# .PSD vs .TIF



## harringg

I've always worked in Photoshop saving as .PSD files, but with LR I've found to roundtrip layered images between LR and PS, unless I save with Maximum Compatibility, the .PSD files won't preview in LR. If saved as .TIF files, they do. But the .TIF files are 5x larger than .PSD files.

Three questions I guess:
1.I've turned off the prompt to save as Maximum Compatibility in PS CS4 and can't find where to turn it back on as an option, anyone know where that setting is?
2.Is there a way to compress .TIF files properly so that they don't take up as much disk space, but are still editable in layers.
3.What is the preferred file format for working with layered images in PS? TIFF/PSD/Other? (Actually, other than the LR preview issue, is there a reason to pick one over the other?)

Thanks


----------



## Halfje-Bruin

Can't help with 1 and 2 but I think LR defaults to TIFF. Just try to add a new external editor through the preferences and it will show the preferred file type.


----------



## johnbeardy

Use TIF. There's nothing that can be saved in a PSD that can't also be saved in a TIF, and PSD is a proprietary format that fewer third party programs can read.

As for compression, in Photoshop itself you can save in compressed formats. My preference is LZW because my experience is that it confuses fewer third party programs than does ZIP.
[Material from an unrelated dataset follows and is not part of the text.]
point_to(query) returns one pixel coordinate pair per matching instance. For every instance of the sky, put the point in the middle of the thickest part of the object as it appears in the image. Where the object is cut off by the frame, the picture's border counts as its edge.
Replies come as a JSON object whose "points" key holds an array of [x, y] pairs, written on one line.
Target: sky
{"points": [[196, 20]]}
Maximise Compatibility is set in Photoshop's Preferences. I would advise this to be "always". If you don't select this, you can't really complain when other programs can't read the file. But in any case, switch to TIF.

John


----------



## Victoria Bampton

It's also quicker to update metadata in TIFFs than PSDs, so I'll back up John's recommendation too. I always used PSD to identify working files, but I've switched to TIFFs now too.


----------



## Roy Mathers

[quote author=harringg link=topic=11545.msg77476#msg77476 date=12891925'8]
I've always worked in Photoshop saving as .PSD files, but with LR I've found to roundtrip layered images between LR and PS, unless I save with Maximum Compatibility, the .PSD files won't preview in LR. If saved as .TIF files, they do. But the .TIF files are 5x larger than .PSD files.
[/quote]

I'm surprised at this last statement. I have just saved the same (DNG) file as a TIFF and a PSD and there is very little difference in the file size.


----------



## johnbeardy

Yes, and I don't think file size should be a consideration here. Disc space just goes with the territory, and often file size is a trade off with speed of opening/saving.

John


----------



## harringg

Thanks for the feedback, I've always used .PSD because I was always using Photoshop with no intent of editing the image elsewhere, but LR seems to like TIFF better, so I'll experiment more with compression.


----------



## Selwin

johnbeardy said:


> Yes, and I don't think file size should be a consideration here. Disc space just goes with the territory, and often file size is a trade off with speed of opening/saving.
> 
> John


I second that. I used to be a psd person too, until I received my new Mac Pro last week. I was testing it for speed opening and saving files in Photoshop. This test struck me:
- 16bit psd file
- stitched Panorama
- 3 layers
- file size 738MB
- SaveAs time: 48 seconds
Mind you this is on a new Mac Pro with a fast striped RAID drive. Copying that file in Finder only takes 4 seconds.
TIFF format:
- SaveAs time: 4 seconds
- file size 1.05GB
A 12x speed improvement! The TIFF file is about 50% larger.
I don't have many PSD files (most is saved in RAW) and speed is much more important than size.
So nothing but TIFF for me when saving from Photoshop from now on. Still one thing bugs me: why would anyone use a file format that seems to have only downsides? There must be some reason.......


----------



## johnbeardy

Because it's somehow been left as the default?


----------



## Selwin

johnbeardy said:


> Because it's somehow been left as the default?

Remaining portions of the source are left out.